About
Our History
Since 1980, EDC's Center for Children and Technology (CCT), a nonprofit research and development organization, has explored the roles that new technologies can play in young people's lives. Based in New York City, CCT has a staff of forty comprised of former teachers, technology and curriculum designers, producers and programmers, developmental psychologists, anthropologists and sociologists.
The Center originated as the educational research and development division of Bank Street College. In 1993, CCT became a division of Education Development Center, Inc. (EDC), a national nonprofit organization committed to quality education for all learners and headquartered in Newton, Mass. The Center for Children and Technology serves as EDC's primary New York office and has current annual revenues of approximately $4 million.
One of the first education technology research and development organizations, CCT recognized early on that electronic technology would change people's understanding of the world in crucial and complex but unpredictable ways, and foresaw the need for formal research to ensure that technology would be used productively in schools, homes and other environments. From the beginning, CCT studies focused on cognitive and social aspects of learning with technology, due in part to the influence of the practitioners and developmental psychologists on staff.

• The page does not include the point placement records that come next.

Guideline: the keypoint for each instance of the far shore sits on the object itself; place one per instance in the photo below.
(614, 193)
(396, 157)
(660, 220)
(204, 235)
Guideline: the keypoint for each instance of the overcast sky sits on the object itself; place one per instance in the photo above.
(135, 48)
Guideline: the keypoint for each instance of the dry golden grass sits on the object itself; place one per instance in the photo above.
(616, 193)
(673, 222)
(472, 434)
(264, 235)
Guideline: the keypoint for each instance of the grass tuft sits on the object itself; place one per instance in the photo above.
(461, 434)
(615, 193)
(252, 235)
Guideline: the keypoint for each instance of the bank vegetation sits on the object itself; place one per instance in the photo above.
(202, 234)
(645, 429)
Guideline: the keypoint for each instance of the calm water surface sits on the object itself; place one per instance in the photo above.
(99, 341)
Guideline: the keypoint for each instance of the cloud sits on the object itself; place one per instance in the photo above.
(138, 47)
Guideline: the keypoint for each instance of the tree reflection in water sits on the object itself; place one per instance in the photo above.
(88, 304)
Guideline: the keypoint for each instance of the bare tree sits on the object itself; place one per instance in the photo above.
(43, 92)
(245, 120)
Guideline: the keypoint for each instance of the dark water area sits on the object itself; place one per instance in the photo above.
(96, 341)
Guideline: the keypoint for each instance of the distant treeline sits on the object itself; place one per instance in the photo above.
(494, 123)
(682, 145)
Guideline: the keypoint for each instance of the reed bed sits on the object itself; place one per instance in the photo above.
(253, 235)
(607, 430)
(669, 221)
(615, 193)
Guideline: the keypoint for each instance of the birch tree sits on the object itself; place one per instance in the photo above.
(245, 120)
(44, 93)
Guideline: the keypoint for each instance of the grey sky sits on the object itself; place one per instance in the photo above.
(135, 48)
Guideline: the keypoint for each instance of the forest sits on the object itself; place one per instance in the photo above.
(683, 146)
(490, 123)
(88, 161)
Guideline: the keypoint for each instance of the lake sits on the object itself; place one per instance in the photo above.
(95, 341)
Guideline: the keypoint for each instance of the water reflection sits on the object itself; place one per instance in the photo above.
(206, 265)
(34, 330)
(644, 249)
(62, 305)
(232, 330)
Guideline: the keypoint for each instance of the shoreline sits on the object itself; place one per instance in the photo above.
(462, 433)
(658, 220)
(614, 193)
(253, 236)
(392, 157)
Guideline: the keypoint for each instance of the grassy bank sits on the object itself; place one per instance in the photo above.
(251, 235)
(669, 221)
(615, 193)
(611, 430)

In the years since its inception, CCT has created, shaped, investigated and informed new initiatives and approaches to foster learning and improve teaching through the development and thoughtful use of educational technologies. CCT believes firmly that for research to be genuinely valuable, it must yield information that can improve program and practice. Because of this commitment, CCT has a strong track record of partnering with many different kinds of organizations, including schools and districts, private and corporate philanthropy, government and policy groups, and cultural institutions including museums and libraries, on educational technology initiatives.